Conforme a la doctrina católica auténtica y con razonamiento lógico según santo Tomás de Aquino con las distinciones esenciales proporcionadas a la materia, procedemos distinguiendo los principios, la aplicación a la bula de Pablo IV y las consecuencias. Esta verdad cierta confirma que la sede de Pedro está vacante desde la herejía pública de Pablo VI en 1964 con Lumen Gentium, pero que una herejía oculta, incluso revelada post mortem, no podría invalidar retroactivamente una carga legítima.

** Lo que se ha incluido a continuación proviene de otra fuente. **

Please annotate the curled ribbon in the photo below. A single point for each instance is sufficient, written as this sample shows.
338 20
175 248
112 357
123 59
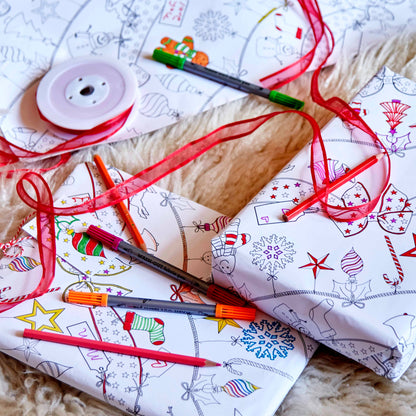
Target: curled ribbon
10 153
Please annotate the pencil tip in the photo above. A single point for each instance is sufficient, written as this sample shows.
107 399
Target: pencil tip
209 363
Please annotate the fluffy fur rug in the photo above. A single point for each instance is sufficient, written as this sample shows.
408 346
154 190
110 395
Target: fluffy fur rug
225 179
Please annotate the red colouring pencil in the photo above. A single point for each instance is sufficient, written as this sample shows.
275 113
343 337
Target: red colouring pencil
124 212
120 349
333 186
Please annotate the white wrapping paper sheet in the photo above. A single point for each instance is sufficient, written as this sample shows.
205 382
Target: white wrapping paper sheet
243 39
348 285
260 360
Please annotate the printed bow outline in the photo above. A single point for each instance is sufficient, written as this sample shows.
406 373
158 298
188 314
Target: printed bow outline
394 220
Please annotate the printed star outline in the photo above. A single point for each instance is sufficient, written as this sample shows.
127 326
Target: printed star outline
36 308
412 251
223 322
316 264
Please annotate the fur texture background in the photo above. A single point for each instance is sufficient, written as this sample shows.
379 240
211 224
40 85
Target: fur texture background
225 179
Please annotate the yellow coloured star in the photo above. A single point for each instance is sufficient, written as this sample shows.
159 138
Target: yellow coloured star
223 322
40 317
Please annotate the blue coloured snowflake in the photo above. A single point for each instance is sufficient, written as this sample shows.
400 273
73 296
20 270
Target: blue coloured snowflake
212 26
268 339
271 254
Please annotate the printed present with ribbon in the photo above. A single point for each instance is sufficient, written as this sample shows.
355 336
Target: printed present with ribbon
345 281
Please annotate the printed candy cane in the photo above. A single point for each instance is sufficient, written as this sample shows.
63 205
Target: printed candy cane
397 281
27 296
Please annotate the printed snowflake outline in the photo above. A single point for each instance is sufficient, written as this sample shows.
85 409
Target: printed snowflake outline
272 254
268 339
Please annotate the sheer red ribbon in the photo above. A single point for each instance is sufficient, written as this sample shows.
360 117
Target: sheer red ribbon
42 202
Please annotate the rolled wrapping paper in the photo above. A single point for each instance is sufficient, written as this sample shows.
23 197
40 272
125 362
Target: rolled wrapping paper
85 92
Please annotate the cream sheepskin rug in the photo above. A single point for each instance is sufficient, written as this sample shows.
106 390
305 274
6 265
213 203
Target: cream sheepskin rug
225 179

- Principios teológicos y canónicos ciertos
2.1 La Iglesia sólo tiene jurisdicción sobre el fuero externo y manifiesto
Santo Tomás de Aquino enseña: De occultis non judicat Ecclesia IIa IIae cuestión 60 artículo 3 corpus. Circa occulta non habet Ecclesia judicare Quodlibet IX cuestión 7 artículo 15 corpus. Traducción: La Iglesia no juzga las cosas ocultas. La Iglesia no tiene que juzgar las realidades ocultas.
En efecto, el derecho canónico, como el derecho romano del cual procede en gran medida, produce efectos jurídicos solamente sobre hechos objetivamente constatables en el fuero externo. Un hecho que permanece absolutamente oculto no constituye un hecho jurídico. Puede ser un hecho moral ante Dios, pero no existe jurídicamente para la Iglesia.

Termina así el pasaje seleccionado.